Sunday, 17 October 2010
I had a dream once in which I watched someone taxidermy a live horse.
I'm an escapist. Escapism is the primary motivation of everything I do, as far as I can think. I don't think I'm the only one though, far from it. If you're trying to, at least, most people's activities could be said to be escapist in one way or another. Not above all other motivations, but certainly ever-present.
What I think most people don't do though, is realise this. In the summer, for a few weeks, I was doing a job I didn't enjoy, which involved, primarily, putting napkins and placemats into their packaging to be sold in garden centres and department stores. I suppose it was made worse with my frustration at the people I imagined would be buying the things I was packing. And so I suppose that what I was intending to do here, was shake things up for them a little bit, to intrude a little on what I wearily imagined to be their very narrow world views. (So perhaps demonstrative of how my own views narrow when I start to get fed up.)

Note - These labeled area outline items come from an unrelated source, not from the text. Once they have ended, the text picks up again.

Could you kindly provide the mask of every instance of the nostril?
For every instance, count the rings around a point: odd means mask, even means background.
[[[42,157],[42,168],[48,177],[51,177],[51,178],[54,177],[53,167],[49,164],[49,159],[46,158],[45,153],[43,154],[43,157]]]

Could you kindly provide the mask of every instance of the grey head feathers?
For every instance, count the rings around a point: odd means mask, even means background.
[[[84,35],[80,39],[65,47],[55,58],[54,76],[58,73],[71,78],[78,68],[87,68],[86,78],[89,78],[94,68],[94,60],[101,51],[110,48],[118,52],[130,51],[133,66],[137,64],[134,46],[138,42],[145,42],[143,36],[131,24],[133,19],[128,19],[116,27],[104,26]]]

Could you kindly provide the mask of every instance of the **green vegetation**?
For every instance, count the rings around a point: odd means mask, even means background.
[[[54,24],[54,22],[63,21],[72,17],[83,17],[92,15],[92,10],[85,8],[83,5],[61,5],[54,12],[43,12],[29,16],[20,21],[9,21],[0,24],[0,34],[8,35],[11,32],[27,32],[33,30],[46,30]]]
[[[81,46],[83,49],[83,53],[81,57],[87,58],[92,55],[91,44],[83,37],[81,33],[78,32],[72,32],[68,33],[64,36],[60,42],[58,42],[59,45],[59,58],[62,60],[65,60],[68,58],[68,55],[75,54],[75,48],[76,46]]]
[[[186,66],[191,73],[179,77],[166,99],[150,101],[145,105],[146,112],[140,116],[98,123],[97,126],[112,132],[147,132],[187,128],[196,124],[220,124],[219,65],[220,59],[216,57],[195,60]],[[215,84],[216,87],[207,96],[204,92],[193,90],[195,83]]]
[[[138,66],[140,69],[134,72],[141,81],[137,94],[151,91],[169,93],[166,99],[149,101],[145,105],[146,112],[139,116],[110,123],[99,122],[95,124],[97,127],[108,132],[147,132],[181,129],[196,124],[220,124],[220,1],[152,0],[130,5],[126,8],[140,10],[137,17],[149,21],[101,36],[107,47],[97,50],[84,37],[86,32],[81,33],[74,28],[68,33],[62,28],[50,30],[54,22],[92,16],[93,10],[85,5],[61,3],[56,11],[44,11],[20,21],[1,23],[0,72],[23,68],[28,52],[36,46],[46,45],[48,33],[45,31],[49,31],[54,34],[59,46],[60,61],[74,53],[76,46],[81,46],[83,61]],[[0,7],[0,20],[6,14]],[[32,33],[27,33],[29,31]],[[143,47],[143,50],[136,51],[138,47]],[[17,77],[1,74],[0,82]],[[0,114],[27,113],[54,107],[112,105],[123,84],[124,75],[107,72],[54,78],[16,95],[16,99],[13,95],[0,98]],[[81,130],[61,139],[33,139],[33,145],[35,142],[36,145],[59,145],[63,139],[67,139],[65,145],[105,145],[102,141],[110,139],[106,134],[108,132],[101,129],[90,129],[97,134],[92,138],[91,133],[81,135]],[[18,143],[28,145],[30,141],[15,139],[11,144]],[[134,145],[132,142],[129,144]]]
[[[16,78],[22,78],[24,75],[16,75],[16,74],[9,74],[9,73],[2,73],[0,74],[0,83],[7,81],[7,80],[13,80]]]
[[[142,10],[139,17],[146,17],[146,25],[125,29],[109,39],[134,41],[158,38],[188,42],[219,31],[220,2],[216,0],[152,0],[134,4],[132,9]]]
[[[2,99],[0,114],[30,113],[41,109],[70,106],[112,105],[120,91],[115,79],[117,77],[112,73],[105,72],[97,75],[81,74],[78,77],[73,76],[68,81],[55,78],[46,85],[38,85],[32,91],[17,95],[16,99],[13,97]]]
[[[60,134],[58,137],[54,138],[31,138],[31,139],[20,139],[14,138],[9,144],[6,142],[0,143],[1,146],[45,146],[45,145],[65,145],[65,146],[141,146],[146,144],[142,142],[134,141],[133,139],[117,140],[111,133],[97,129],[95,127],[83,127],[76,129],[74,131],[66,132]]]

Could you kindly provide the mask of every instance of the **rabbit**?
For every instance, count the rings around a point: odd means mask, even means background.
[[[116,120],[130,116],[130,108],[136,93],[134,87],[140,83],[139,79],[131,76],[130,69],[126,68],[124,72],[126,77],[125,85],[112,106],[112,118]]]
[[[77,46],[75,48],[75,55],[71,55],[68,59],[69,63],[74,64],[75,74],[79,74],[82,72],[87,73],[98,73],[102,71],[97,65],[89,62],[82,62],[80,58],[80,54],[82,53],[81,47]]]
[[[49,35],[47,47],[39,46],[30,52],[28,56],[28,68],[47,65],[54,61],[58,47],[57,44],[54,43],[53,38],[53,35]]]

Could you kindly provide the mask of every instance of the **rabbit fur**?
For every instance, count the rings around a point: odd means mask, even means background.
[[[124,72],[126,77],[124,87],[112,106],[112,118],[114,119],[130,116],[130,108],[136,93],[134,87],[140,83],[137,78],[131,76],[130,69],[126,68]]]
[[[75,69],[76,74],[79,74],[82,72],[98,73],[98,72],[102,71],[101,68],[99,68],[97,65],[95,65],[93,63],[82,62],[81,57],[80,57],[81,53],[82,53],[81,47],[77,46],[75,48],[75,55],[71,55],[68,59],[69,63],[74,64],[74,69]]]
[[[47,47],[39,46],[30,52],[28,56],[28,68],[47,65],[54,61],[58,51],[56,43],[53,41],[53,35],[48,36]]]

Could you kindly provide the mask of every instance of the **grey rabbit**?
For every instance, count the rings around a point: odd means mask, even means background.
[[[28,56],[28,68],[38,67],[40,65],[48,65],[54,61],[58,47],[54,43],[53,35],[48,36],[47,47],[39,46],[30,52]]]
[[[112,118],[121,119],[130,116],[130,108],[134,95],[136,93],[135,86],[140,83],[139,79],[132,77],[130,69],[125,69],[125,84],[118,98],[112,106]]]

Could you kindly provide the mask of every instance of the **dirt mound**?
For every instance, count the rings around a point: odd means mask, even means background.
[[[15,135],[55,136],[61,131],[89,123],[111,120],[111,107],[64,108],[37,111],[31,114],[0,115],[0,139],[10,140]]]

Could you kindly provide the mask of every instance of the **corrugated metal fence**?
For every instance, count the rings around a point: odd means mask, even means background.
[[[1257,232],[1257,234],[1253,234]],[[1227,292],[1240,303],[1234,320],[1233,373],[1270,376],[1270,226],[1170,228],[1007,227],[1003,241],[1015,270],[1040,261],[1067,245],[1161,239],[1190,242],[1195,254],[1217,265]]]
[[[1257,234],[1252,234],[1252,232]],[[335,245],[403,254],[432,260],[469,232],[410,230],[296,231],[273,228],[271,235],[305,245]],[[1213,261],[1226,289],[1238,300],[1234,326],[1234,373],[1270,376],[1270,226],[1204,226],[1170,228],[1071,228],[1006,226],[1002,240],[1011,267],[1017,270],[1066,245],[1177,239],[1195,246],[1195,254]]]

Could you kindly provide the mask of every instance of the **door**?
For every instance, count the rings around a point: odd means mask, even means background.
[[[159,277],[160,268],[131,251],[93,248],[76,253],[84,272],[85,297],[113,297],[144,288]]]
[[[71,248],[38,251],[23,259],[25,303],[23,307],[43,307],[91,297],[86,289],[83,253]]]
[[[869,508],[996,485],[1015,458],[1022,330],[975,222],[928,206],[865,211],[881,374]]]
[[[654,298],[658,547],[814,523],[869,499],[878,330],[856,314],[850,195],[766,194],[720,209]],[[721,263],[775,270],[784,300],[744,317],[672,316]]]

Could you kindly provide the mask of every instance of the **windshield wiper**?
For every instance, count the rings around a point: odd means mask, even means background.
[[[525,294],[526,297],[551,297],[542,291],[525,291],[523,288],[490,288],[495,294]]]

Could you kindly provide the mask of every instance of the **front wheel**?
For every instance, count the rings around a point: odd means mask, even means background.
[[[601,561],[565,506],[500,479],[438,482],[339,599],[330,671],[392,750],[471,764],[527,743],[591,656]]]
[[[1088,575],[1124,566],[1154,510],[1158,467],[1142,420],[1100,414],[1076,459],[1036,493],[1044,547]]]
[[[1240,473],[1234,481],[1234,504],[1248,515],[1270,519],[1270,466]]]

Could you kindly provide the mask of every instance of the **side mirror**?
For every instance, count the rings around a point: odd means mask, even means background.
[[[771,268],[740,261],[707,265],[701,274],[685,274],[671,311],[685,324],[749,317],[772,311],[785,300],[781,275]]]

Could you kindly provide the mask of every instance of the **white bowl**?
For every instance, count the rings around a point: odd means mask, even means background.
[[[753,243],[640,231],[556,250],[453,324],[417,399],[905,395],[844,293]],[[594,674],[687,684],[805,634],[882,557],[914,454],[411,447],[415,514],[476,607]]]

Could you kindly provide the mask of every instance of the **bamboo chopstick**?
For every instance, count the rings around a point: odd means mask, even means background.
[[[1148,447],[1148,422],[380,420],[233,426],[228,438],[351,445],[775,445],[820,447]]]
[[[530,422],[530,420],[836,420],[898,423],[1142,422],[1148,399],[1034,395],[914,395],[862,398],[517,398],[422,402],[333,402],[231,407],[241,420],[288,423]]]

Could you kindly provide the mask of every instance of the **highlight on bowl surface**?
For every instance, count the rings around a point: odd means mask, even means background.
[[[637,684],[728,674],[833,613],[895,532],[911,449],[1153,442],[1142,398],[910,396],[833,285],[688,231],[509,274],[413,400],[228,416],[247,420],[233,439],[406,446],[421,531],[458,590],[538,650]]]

The way I went about doing this began in a way that fitted very closely into my days at work; I wrote down quotes from the books I was reading during breaks, things I read on the internet, chosen for their challenging of the mundane, mostly, on pages torn out of the middle of the notebook I had in my bag. I tore each sentence off in a strip, then tucked them into the packets in between the cardboard and the cloth, quite enjoying how often no-one was looking at me or seeing what I did. It wasn't a work of art, it was just a small activity that made the day pass with a little more excitement. After a while, I began to get just as frustrated with myself - I felt that the literary quoting had too much of a sort of naieve high-mindedness and over-righteousness. On top of that, I couldn't help but want to make use of this unusual medium outside of what I could do in my lunch break... I did a few bits at home, and experimented with some less preachy sentences, tried to think what I really wanted to say as well as what I thought should be said. One of these ended up being a short account of a dream I once had, in which I did indeed watch someone perform taxidermy on a live horse, wondering whether or not they'd realised it was still alive. Though I never really got that far with it all before I left.
Monday, 4 October 2010
"It's a curious idea, isn't it?"
...Thanks for the title go to a lady in the National Museum of Scotland for her observations on the Monymusk reliquary. How is it that the bones of a saint and a lethal weapon, (this pistol, also in the NMS,) have ended up with such similar decoration? So, I suppose what I'm attempting here is something to do with where decoration belongs and what it says about the object it is decorating. Something to do with embellishment and enshrinement and some sort of human narrative. Via a teabag, amongst other things.